Other equivalent characterizations of global hyperbolicity make use of the notion of Lorentzian distance $d(p,q):=\sup _{\gamma }l(\gamma )$ where the supremum is taken over all the $C^{1}$ causal curves connecting the points (by convention d=0 if there is no such curve). They are

• A strongly causal spacetime for which $d$ is finite valued.
• A non-total imprisoning spacetime such that $d$ is continuous for every metric choice in the conformal class of the original metric.

## Remarks

Global hyperbolicity, in the first form given above, was introduced by Leray in order to consider well-posedness of the Cauchy problem for the wave equation on the manifold. In 1970 Geroch proved the equivalence of definitions 1 and 2. Definition 3 under the assumption of strong causality and its equivalence to the first two was given by Hawking and Ellis.

As mentioned, in older literature, the condition of causality in the first and third definitions of global hyperbolicity given above is replaced by the stronger condition of strong causality. In 2007, Bernal and Sánchez showed that the condition of strong causality can be replaced by causality. In particular, any globally hyperbolic manifold as defined in 3 is strongly causal. However, in definition 3 the closure of $J^{-}(p)\cap J^{+}(q)$ seems strong (in fact, the closures of the sets $J^{\pm }(p)$ imply causal simplicity, the level of the causal hierarchy of spacetimes which stays just below global hyperbolicity) . It is possible to remedy this problem strengthening the causality condition as in definition 4 proposed by Minguzzi in 2009. This version clarifies that global hyperbolicity sets a compatibility condition between the causal relation and the notion of compactness: every causal diamond is contained in a compact set and every inextendible causal curve escapes compact sets. Observe that the larger the family of compact sets the easier for causal diamonds to be contained on some compact set but the harder for causal curves to escape compact sets. Thus global hyperbolicity sets a balance on the abundance of compact sets in relation to the causal structure. Since finer topologies have less compact sets we can also say that the balance is on the number of open sets given the causal relation. Definition 4 is also robust under perturbations of the metric (which in principle could introduce closed causal curves). In fact using this version it has been shown that global hyperbolicity is stable under metric perturbations.

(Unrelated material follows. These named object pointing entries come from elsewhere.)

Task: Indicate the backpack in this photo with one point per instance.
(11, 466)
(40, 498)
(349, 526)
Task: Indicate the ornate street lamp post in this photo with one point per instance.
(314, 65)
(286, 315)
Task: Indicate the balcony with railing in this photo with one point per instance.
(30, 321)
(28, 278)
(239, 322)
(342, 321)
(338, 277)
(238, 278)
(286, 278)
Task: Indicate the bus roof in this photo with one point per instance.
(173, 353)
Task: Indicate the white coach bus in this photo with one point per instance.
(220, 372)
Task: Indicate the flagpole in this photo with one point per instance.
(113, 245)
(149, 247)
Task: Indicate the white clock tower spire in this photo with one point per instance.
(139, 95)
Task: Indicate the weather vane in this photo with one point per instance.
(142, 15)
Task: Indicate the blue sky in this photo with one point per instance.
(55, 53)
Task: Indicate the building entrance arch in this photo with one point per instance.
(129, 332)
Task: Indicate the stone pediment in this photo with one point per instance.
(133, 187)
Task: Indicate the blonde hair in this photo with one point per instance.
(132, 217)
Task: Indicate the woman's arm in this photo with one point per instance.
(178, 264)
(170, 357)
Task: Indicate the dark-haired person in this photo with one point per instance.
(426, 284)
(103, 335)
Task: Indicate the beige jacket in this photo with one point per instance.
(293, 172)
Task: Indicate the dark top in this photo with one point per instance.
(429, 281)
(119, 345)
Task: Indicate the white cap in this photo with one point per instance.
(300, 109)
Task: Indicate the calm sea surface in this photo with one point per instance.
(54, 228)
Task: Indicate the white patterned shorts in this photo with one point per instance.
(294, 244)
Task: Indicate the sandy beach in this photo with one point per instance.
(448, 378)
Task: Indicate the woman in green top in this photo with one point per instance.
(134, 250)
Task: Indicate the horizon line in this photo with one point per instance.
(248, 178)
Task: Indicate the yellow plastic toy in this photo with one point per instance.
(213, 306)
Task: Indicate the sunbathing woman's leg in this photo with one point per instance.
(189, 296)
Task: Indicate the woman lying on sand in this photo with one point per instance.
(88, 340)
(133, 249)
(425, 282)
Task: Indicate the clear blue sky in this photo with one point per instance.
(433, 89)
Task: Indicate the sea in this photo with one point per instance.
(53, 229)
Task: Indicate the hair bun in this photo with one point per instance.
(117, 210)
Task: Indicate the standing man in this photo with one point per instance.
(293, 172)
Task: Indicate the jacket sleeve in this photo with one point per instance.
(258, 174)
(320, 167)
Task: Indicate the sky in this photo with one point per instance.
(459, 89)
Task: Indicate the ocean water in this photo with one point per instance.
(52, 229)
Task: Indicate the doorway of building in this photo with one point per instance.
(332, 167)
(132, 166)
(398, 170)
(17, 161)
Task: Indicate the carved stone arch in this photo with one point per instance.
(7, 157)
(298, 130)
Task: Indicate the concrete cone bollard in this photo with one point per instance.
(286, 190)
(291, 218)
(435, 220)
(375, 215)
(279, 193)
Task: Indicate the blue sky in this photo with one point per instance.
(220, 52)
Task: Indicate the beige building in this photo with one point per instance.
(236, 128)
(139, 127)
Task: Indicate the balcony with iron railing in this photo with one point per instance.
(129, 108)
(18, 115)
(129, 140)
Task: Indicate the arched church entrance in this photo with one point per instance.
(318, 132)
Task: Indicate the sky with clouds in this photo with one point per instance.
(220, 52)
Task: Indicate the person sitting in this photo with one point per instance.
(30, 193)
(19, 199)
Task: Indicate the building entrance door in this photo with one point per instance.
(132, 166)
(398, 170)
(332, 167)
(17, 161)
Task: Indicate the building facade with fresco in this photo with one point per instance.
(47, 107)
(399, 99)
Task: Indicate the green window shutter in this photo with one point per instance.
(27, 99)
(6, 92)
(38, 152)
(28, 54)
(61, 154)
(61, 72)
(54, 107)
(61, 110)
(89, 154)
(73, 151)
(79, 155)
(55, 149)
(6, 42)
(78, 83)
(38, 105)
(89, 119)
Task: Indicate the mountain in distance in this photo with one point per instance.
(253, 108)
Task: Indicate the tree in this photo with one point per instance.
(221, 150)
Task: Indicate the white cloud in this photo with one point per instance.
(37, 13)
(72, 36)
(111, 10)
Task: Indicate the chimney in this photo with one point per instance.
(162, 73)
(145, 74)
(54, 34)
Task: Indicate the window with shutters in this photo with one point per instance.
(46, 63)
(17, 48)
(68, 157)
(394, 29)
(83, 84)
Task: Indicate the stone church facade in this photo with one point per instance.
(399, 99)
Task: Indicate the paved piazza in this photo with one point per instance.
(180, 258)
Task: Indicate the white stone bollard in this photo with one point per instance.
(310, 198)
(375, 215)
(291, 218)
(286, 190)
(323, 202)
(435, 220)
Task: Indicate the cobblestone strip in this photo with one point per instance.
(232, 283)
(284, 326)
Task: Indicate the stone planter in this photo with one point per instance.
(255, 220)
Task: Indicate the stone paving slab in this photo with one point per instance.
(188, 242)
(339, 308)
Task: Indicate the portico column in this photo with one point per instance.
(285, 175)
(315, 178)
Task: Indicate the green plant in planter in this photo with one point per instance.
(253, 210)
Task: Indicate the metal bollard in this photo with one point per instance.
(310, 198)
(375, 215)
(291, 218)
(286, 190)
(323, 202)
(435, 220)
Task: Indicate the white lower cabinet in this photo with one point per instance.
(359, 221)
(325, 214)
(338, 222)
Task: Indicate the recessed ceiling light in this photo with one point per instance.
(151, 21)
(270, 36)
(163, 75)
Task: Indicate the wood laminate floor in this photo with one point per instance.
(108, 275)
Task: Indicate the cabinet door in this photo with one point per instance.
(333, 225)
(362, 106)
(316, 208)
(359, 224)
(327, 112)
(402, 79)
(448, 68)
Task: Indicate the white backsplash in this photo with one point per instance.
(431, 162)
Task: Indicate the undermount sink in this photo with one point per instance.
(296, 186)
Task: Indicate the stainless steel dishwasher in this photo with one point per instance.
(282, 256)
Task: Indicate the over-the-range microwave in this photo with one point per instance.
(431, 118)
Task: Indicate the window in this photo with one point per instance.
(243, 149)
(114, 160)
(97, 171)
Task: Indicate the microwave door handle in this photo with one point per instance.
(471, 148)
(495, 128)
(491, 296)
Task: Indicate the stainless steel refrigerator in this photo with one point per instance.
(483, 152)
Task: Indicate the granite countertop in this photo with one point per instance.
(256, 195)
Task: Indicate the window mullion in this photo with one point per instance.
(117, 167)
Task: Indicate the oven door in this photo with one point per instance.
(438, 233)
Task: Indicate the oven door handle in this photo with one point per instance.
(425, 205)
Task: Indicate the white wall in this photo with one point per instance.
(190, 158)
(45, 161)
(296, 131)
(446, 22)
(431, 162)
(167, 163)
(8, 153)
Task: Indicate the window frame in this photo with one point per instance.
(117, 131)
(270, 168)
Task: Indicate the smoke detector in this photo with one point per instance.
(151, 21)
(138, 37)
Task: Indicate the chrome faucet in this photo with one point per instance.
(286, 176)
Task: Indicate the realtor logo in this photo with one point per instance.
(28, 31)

In 2003, Bernal and Sánchez showed that any globally hyperbolic manifold M has a smooth embedded three-dimensional Cauchy surface, and furthermore that any two Cauchy surfaces for M are diffeomorphic. In particular, M is diffeomorphic to the product of a Cauchy surface with $\mathbb {R}$ . It was previously well known that any Cauchy surface of a globally hyperbolic manifold is an embedded three-dimensional $C^{0}$ submanifold, any two of which are homeomorphic, and such that the manifold splits topologically as the product of the Cauchy surface and $\mathbb {R}$ . In particular, a globally hyperbolic manifold is foliated by Cauchy surfaces.

In view of the initial value formulation for Einstein's equations, global hyperbolicity is seen to be a very natural condition in the context of general relativity, in the sense that given arbitrary initial data, there is a unique maximal globally hyperbolic solution of Einstein's equations.